Bunlar işe gidiyorlar. Otobüslere biniyorlar. Lokantada, kahvede oturuyorlar. "Bize bir şey olmazcıların" davetlerine, partilerine katılıyorlar.
Ve sonra gazetede Rahmi Koç, Covid - 19'ya yakalandı haberini okuyunca şaşırıyoruz.
Aslında bu tabloda şaşırmamız gereken neden hâlâ bizlerin de Covid - 19'a yakalanmadığımız olmalıdır.

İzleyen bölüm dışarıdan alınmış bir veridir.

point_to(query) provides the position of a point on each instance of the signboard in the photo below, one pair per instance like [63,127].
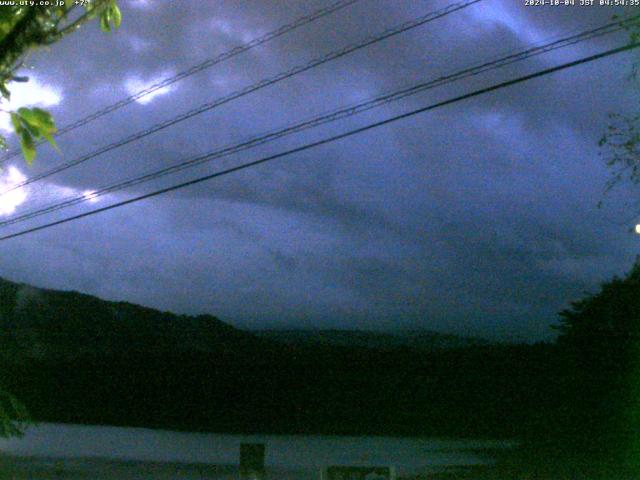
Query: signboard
[358,473]
[252,461]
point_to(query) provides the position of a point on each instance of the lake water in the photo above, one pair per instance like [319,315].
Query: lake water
[283,452]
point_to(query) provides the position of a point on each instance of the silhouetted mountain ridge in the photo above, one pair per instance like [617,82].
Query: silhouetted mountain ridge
[40,322]
[422,340]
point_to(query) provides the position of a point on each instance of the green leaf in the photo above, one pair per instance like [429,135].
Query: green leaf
[38,118]
[27,145]
[5,91]
[104,21]
[116,15]
[17,123]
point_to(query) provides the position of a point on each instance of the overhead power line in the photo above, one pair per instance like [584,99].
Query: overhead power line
[256,42]
[390,32]
[325,118]
[330,139]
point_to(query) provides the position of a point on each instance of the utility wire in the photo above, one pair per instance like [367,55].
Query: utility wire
[252,88]
[323,12]
[322,119]
[331,139]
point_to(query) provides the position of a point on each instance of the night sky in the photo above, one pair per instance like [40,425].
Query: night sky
[478,218]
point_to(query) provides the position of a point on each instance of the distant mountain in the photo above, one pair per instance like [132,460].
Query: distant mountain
[76,358]
[421,340]
[40,323]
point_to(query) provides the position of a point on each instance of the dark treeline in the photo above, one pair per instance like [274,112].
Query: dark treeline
[74,358]
[490,391]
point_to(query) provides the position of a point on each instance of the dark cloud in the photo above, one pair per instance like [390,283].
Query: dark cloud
[479,217]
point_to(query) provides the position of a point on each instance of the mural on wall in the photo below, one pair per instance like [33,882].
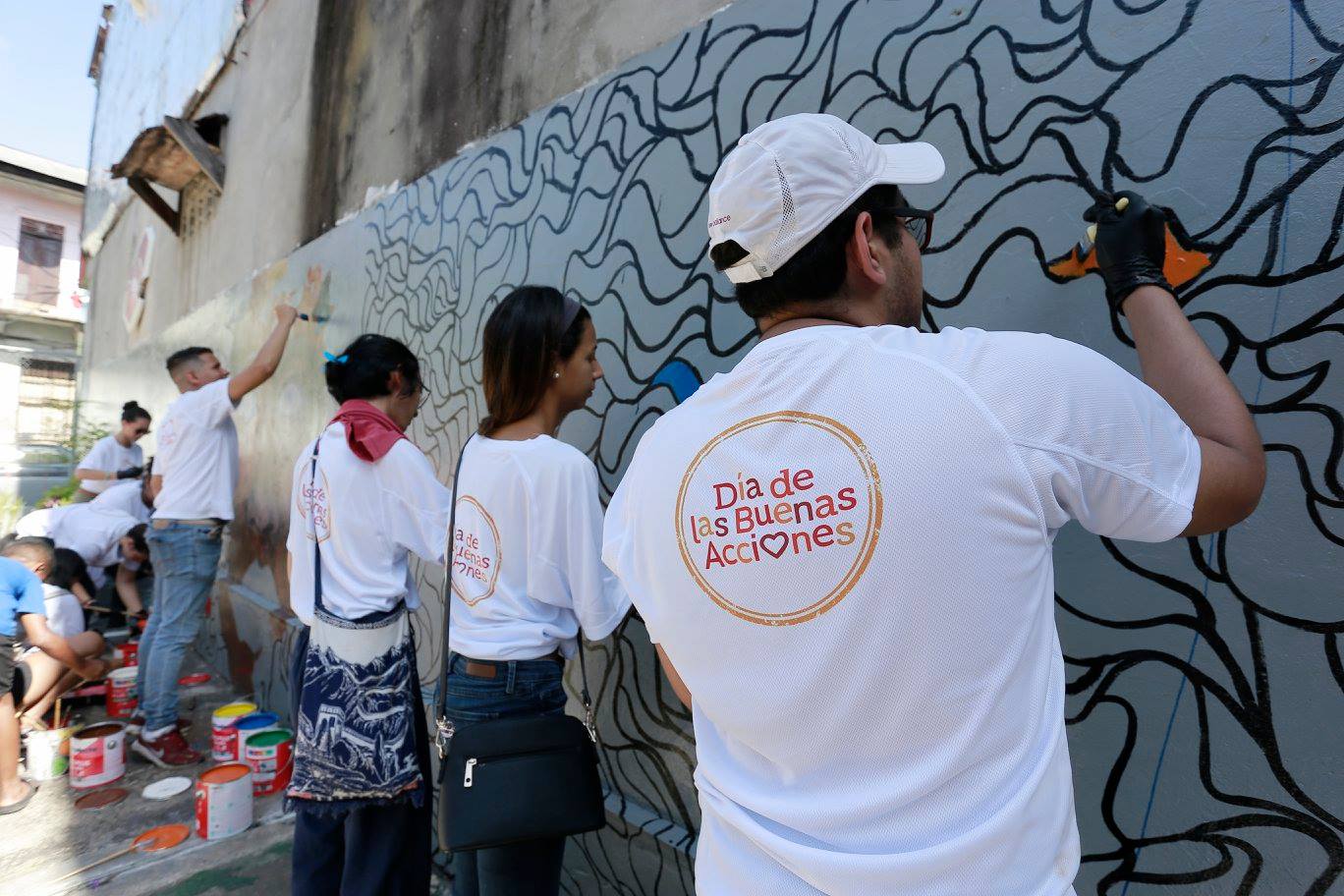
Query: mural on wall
[1204,675]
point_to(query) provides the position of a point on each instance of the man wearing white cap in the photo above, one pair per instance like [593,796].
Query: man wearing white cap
[843,545]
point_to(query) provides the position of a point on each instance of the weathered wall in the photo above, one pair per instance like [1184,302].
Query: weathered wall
[1204,675]
[328,102]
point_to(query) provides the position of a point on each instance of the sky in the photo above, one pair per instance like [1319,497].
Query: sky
[46,94]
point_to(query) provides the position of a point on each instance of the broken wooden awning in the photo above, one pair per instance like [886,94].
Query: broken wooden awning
[171,156]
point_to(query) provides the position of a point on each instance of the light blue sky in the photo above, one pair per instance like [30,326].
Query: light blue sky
[46,97]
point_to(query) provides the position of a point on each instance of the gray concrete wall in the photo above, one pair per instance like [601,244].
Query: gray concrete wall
[328,101]
[1204,683]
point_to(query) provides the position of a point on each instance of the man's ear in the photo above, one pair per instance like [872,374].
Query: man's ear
[866,251]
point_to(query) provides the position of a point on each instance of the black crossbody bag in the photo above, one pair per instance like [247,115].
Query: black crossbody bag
[512,779]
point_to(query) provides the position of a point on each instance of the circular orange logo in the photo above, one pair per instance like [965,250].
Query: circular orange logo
[771,540]
[476,552]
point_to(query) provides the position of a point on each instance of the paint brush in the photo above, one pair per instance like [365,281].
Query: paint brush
[1182,265]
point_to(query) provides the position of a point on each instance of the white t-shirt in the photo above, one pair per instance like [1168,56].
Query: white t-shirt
[91,532]
[527,562]
[124,497]
[65,615]
[367,518]
[197,456]
[108,454]
[844,548]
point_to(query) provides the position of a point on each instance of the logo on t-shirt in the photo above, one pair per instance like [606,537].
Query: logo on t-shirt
[476,552]
[167,434]
[314,500]
[778,516]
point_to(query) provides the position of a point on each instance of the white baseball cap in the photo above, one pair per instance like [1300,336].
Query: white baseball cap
[792,176]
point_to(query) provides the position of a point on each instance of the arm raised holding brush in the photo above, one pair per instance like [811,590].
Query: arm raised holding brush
[1176,363]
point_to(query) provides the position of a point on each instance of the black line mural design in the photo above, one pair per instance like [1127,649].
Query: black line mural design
[1205,676]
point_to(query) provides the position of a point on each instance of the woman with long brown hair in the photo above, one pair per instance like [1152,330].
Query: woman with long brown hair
[527,574]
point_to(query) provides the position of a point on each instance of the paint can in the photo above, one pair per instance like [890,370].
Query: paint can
[128,654]
[121,694]
[97,754]
[223,736]
[247,727]
[270,756]
[48,753]
[223,801]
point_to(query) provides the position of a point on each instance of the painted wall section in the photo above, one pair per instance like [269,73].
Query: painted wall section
[1204,676]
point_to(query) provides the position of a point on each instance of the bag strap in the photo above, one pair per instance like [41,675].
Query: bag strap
[444,727]
[317,540]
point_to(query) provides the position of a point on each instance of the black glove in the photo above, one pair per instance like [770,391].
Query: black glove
[1131,245]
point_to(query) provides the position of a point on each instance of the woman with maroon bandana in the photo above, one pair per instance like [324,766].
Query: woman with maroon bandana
[364,498]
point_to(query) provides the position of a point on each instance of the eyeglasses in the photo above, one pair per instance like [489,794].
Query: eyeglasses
[919,222]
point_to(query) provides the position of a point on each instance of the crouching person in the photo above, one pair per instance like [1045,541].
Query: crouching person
[23,566]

Mayıs ayının ilk haftasında nasıl yaşadığımızı hatırlamaya çalışın:
Hafta sonları evden çıkamıyorduk. Kafeler, lokantalar, oteller kapalıydı. Toplu ulaşım, sadece işine gitmek zorunda olanlara hizmet ediyordu, Boğaz'a takılmaya gelenlere değil. Markete, pazara gittiğimizde maskemiz, eldivenimiz tam takımdı. Eve dönünce elbiselerimizi çıkarıp, yıkanıyorduk. Dışardan eve getirdiğimiz her paket temizleniyordu. Zorunlu haller dışında evimizden çıkmıyor, çıkmak durumunda olduğumuzda azami çaba sarf ediyorduk.
O günlerdeki, günlük vaka sayısı ile bugünkü vaka sayısının aşağı yukarı eşit olduğunu hatırlıyor musunuz peki?
9 Mayıs günü tespit edilen vaka sayısı 1848 olmuştu. Önceki gün 1723 idi. Bugün muhtemelen 9 Mayıs rakamını tekrar yakalamış olacağız.
Havalar soğuyup, kapalı yerlerde kalış süremiz uzadıkça tablo daha da vahimleşecek.
Yönetimin takkeyi önüne koyup, önlemleri gözden geçirmesinin zamanı geçiyor, vaktiyle uyarmış olayım.
Erdoğan yönetimi, salgın ile mücadelenin sadece vatandaşlara ait bir görev olduğunu zannediyor.
Evet, vatandaşların yapması gereken çok şey var, basit kurallara bile uymakta zorlanıyoruz.
Ancak yönetim ne yapıyor? Hasta sayısındaki artışa bağlı sıkılaştırma – kapatma önlemlerini bugünden ilan etmek gerekmiyor mu?